ようやく正しく勇者で在れる気がしたから。
それは今までよりも確かな証であるようで、輝く瞳と髪のまま、しっかりと目的地へ歩きだす。
昏い森が明るくなったことで各段に進みやすくなり、敵にも魔物にも遭遇せずにあっさり目的地へ到着。
「これは…お城じゃなくて教会だね」
「ああ。それにしても楽だな。ミィスの家系が魔人の影響を受けなかったのはこれのおかげじゃないか?」
「そうね、そもそも体質的に精神に関わるスキルや魔法が効かないのではないかしら。
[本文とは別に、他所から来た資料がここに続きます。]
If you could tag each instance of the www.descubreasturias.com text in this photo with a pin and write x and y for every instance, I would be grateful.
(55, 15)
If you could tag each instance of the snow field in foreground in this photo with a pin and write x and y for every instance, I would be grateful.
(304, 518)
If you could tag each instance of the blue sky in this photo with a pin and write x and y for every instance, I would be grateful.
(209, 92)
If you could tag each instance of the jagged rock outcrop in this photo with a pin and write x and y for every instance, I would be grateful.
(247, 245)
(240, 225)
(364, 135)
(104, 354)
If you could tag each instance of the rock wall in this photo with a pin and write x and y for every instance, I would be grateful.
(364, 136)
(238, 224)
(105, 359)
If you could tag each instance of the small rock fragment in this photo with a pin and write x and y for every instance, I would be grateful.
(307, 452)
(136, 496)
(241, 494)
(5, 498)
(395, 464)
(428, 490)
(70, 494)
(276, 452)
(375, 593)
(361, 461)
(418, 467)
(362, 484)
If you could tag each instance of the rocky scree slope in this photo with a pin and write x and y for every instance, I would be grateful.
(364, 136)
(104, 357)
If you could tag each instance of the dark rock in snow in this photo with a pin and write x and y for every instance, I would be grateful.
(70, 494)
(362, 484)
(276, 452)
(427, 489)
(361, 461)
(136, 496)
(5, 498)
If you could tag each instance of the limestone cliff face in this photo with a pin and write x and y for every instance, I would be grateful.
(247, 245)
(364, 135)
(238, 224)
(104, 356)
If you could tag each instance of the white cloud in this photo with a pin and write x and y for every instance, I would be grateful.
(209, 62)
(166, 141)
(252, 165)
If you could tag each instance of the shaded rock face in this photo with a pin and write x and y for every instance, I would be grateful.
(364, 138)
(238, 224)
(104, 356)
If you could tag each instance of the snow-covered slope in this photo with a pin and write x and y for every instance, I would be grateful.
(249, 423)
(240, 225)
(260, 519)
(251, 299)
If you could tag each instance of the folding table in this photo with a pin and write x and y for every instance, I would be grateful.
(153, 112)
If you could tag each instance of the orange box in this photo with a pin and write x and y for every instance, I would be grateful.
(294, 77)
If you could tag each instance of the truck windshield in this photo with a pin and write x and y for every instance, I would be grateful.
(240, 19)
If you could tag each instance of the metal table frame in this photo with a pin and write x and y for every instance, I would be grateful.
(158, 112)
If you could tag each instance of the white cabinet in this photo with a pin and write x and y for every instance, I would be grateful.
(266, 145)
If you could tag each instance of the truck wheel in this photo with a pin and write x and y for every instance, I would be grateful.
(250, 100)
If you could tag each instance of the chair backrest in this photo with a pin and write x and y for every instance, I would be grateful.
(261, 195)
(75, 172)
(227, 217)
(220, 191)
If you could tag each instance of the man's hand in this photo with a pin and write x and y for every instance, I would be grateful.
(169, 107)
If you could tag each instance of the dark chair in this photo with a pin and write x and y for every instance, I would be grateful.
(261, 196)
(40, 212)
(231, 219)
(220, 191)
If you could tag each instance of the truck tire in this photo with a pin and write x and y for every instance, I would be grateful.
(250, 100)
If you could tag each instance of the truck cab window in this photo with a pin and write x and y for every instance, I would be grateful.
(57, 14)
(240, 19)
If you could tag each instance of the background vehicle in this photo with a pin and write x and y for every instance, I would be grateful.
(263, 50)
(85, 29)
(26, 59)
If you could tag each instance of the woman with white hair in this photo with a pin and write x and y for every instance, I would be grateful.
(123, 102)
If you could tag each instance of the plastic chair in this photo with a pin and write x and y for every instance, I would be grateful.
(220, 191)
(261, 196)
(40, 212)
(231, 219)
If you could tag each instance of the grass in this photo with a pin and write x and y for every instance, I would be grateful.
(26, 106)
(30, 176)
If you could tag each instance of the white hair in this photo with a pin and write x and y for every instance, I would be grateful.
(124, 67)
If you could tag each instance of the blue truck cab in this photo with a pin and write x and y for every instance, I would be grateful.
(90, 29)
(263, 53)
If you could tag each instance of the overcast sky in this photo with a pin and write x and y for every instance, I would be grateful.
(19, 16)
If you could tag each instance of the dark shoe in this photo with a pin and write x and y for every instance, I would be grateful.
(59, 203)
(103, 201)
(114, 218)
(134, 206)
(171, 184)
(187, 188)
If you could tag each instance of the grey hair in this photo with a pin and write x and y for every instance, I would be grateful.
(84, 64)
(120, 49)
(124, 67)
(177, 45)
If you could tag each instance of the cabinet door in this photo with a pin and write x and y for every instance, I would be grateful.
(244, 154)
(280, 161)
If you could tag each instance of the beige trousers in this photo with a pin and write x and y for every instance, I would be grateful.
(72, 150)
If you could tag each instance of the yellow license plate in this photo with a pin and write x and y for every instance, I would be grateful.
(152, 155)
その上スキルを発動すれば近寄るだけで浄化されてしまうのだもの。断念したのだわ。」
教会の門を護っていたであろう魔人も、扉を護っていたであろう魔人も、今や普通の人だ。
困惑はしているだろうが、今説明している暇はないため、ここから離れるようにだけ伝えどんどん進んでゆく。
教会にしては広く、部屋数も多い。
どの扉も鍵がかかっていたが、そのたびにアナトーレの一突きで破壊され。
「ちょっと申し訳なくすら思うこの蹂躙っぷり。さすが槍の戦姫」
活躍が目立つと鳥人たちが勝手に二つ名を贈り、勝手に広められる。かれらは自ら語る物語を面白くするために定期的に二つ名を与える人を選定し、与えている。
平和でなによりだ。
「やめてくださいミィス、少し気にしています」
あまりに勇ましく気高い名に、恐縮し頬を赤らめる。
「いやすごく似合ってるよ、かっこいい。わたしもいつか欲しいなあ」
ミィスは未だただの"勇者"と呼ばれており、二つ名らしきものは存在していない。というか二つ名自体が不要だろう。話題には欠かないため、よく語られてはいる。
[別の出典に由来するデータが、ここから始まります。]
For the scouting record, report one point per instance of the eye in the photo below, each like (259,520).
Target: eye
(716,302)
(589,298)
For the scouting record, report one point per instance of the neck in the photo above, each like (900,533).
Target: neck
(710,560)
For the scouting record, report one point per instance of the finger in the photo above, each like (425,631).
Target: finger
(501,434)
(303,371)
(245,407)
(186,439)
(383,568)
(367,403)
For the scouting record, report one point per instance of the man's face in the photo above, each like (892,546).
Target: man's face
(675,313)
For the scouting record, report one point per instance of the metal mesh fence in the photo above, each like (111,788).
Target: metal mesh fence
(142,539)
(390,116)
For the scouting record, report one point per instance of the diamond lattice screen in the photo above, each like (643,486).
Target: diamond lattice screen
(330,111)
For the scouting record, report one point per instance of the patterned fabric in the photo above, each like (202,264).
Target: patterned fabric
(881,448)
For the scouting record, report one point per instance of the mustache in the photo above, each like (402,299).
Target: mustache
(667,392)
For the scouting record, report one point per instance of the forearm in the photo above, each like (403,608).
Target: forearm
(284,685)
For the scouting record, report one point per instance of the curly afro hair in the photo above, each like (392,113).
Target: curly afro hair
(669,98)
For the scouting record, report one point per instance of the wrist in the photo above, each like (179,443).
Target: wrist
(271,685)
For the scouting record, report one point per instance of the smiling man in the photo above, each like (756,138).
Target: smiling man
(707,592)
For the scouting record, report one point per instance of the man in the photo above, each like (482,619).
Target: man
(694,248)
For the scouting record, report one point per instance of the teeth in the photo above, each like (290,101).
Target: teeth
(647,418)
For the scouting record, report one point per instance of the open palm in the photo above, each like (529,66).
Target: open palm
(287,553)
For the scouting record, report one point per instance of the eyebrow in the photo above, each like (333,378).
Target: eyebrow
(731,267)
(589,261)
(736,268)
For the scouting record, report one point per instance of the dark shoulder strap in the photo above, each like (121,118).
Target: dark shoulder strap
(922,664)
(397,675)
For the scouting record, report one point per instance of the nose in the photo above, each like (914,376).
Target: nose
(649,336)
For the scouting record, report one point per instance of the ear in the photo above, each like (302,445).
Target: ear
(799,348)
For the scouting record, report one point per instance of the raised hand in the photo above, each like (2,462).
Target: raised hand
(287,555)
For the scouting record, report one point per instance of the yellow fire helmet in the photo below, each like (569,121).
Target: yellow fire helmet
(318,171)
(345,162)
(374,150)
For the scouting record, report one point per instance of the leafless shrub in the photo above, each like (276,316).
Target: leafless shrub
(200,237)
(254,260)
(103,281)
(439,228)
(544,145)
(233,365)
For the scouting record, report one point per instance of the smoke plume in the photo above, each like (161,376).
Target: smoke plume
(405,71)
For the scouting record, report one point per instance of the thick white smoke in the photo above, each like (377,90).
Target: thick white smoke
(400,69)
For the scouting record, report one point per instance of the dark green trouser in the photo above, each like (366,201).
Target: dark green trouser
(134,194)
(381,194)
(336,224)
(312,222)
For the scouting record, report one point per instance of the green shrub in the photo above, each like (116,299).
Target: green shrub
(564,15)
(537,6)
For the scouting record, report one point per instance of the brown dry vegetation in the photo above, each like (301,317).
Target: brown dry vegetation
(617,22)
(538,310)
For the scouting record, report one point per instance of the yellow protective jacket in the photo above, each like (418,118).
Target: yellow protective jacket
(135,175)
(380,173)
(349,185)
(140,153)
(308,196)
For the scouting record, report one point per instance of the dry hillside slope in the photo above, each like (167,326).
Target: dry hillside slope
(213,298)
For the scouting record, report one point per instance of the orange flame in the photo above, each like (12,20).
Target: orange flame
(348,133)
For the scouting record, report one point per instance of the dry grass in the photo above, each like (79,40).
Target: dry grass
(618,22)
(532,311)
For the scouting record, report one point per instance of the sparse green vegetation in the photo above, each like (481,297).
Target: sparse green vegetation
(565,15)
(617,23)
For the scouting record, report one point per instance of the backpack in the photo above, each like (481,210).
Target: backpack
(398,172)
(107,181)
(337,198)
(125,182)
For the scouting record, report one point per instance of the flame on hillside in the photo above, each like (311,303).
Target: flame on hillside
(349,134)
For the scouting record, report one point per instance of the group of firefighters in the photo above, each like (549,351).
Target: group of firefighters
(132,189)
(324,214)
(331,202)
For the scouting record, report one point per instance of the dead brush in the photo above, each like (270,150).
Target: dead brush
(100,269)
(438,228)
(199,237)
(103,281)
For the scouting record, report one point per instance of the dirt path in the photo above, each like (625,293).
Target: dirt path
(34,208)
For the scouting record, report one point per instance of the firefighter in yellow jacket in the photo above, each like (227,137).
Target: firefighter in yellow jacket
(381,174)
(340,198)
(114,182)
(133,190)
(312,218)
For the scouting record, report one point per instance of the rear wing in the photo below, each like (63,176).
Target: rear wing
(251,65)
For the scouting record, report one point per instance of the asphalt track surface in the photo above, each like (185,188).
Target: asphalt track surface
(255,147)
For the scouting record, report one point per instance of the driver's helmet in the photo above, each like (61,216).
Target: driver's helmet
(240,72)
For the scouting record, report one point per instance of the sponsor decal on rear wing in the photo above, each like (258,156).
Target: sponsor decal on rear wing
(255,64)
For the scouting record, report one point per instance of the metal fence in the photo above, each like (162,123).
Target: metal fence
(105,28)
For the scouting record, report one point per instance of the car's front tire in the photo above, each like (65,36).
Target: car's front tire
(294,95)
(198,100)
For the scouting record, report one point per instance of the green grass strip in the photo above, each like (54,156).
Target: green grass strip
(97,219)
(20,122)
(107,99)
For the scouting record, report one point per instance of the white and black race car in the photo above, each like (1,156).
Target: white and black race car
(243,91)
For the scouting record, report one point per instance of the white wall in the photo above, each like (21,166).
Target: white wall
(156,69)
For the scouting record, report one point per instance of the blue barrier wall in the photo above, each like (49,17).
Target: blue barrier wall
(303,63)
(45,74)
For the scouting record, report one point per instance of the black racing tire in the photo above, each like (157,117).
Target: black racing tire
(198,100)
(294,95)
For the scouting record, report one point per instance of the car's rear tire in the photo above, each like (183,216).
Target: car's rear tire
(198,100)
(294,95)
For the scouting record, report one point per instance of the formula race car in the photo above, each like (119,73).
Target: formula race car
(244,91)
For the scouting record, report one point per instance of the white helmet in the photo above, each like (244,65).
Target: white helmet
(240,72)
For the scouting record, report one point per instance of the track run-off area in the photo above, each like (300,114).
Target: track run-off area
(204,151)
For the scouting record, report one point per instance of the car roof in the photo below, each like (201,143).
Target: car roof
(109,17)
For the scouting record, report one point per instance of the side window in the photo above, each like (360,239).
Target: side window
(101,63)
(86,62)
「ミィスはどうあがいても光の勇者以外にないのではないですか?」
「それはちょっとつまんないなあ。盾壊の闘姫も春の舞姫も月の騎士もかっこいいし羨ましい」
敵の本拠地とは思えないゆるい空気に皆少し警戒が薄れたころ。
最後の扉の前で、ぴくり、とセレネルの耳が跳ねる。
「次だ。おそらく魔王がいる。どうやらミィスのスキルは効いていないようだな、空気が違う。」
「あ、じゃあちょっと弱めてもいいかな?眩しくない?」
「そうだな、対象は1人だ。範囲を狭くするのがいいだろう。眩しくはないぞ」
その言葉にミィスは広範囲を照らすように輝いていたのをこの次の部屋だけ、と絞り深呼吸する。
「お話、聞いてもらえるかなあ」
「それは相手次第だな。」
「では、開けます」
アナトーレが例にもれず扉を破壊し、一行は中へ。
そこは広い食堂らしく、長い机がずらりと並べられ、椅子も合わせて並んでいる。天井も高く、聖堂のようでもある。
その最奥、大きな窓の縁に彼は腰かけていた。